Le monument a donc valeur, à la fois, de mémorisation (qui n'est pas forcément esthétique : un monument peut ne pas être une œuvre d'art, comme le soulignait Riegl en distinguant « valeur historique » et « valeur artistique ») et d'universalisation, dans la mesure où il transmet une mémoire à toute une communauté ; communauté présente et à venir mais, en tout cas, communauté publique, et non pas privée (ce qui exclut, par exemple, le simple souvenir de famille). C'est en cela qu'il a partie liée avec la durée, impliquant une construction « en dur » : de préférence l'inscription dans la pierre, qui le voue par excellence à l'architecture et à la sculpture.

Le monument combine donc l'intemporalité du support avec l'universalité et l'historicité du message (au sens où, précise encore Riegl, « nous appelons historique tout ce qui a été, et n'est plus aujourd'hui »). Cette triple visée lui conférerait un sens analogue à celui de patrimoine national si, à la différence de ce dernier, le monument historique ne se caractérisait en outre par deux traits spécifiques qui en restreignent le champ : d'une part, on l'a vu, sa référence privilégiée à l'histoire humaine, qui écarte à la fois les phénomènes naturels (sauf à prendre le terme dans un sens purement métaphorique) et les phénomènes divins (car, remarque encore Riegl, à toute statue de divinité manque « la perpétuation d'un moment précis, qu'il s'agisse d'une action ou d'un destin individuel ») ; et, d'autre part, sa grandeur ou, mieux, sa « monumentalité » (pour employer un terme apparu au début du xxe siècle), qui exclut le fétiche personnel ou la relique au profit d'objets plus visibles, conformément d'ailleurs au premier sens du latin monere (« avertir »).

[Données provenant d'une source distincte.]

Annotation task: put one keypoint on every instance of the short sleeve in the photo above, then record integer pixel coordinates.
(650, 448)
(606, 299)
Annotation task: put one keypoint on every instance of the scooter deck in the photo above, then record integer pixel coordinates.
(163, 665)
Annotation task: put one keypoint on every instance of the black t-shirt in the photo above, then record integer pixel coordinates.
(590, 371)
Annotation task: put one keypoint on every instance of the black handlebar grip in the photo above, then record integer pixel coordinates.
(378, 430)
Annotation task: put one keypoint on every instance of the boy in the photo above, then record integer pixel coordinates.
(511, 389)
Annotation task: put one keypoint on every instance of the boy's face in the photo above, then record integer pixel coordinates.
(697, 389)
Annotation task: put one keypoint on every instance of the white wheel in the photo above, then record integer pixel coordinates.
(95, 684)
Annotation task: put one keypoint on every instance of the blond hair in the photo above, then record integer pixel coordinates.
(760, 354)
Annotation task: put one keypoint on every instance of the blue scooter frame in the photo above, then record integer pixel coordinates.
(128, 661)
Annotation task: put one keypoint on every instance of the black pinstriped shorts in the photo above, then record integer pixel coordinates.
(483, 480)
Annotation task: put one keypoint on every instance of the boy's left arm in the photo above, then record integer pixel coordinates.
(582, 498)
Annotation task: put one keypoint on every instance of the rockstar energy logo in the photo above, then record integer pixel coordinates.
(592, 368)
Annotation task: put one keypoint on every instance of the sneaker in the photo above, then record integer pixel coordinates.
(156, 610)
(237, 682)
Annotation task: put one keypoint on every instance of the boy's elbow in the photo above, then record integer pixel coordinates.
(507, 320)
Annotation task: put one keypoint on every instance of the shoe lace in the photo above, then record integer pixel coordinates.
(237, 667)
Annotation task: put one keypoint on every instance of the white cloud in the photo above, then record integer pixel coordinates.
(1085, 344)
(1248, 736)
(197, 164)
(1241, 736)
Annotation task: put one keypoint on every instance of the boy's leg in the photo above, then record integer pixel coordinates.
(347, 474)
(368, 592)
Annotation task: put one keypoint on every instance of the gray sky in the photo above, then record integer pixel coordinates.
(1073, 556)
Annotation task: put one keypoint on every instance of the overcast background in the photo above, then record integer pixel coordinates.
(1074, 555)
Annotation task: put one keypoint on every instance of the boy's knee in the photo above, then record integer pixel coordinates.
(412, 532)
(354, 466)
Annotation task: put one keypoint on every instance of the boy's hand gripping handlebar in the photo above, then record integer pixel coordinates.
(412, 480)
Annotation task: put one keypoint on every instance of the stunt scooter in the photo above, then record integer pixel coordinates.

On remarque enfin que l'intention d'assigner au monument une fonction mnémonique n'est pas un critère déterminant : en effet, peuvent être considérés comme monuments historiques aussi bien des édifices dont la fonction était d'emblée symbolique (arcs de triomphe) que des édifices utilitaires mais à dimension monumentale (châteaux, palais), ou des objets construits dans un but purement utilitaire mais investis ultérieurement d'une valeur historique (par exemple les ponts, les lavoirs, les fours à pain aujourd'hui « classés »). Ces différents degrés d'intentionnalité déterminent en fait trois catégories, plus ou moins extensives, de monuments, que Riegl définit ainsi : les plus spécifiques, et qui furent d'emblée considérés comme tels, sont les monuments intentionnels (« œuvres destinées, par la volonté de leurs créateurs, à commémorer un moment précis ou un événement complexe du passé ») ; moins clairement désignés, et susceptibles d'être constitués comme tels postérieurement à leur construction matérielle, sont les monuments historiques (« ceux qui renvoient encore à un moment particulier, mais dont le choix est déterminé par nos préférences subjectives ») ; enfin, faisant l'objet d'une définition beaucoup plus extensive et, en même temps, plus récente, sont les monuments anciens (« toutes les créations de l'homme, indépendamment de leur signification ou de leur destination originelles, pourvu qu'elles témoignent à l'évidence avoir subi l'épreuve du temps »).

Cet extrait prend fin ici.